On July 10, 2017, the U.S. District Court for the Middle District of Florida entered a temporary restraining order (“TRO”) halting operations and freezing the assets of a debt collection operation, at the request of the Federal Trade Commission (“FTC”).
The FTC charged the defendant company and individuals with violating Section 5(a) of the FTC Act, 15 U.S.C. § 45(a), and the Fair Debt Collection Practices Act (“FDCPA”), 15 U.S.C. §§ 1692-1692p. The FTC alleged that the debt collectors called consumers without identifying themselves as debt collectors and falsely told consumers that criminal actions were being commenced against them. According to the FTC, the callers posed as attorneys and coerced a number of consumers to pay phantom debts in order to avoid arrest. The FTC further alleged that the defendants posed as legitimate small businesses, which may have harmed those entities’ reputations and customer relations.
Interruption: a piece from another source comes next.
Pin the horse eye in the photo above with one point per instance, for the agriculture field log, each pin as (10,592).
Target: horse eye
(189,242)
The federal court found good cause to believe the defendants had violated the FTC Act and the FDCPA and were likely to continue engaging in such violations, warranting the TRO. The Court also determined that an asset freeze was required to prevent the concealment or transfer of assets, which could damage the Court’s ability to grant effective final relief for consumers in the form of monetary restitution or disgorgement of ill-gotten gains.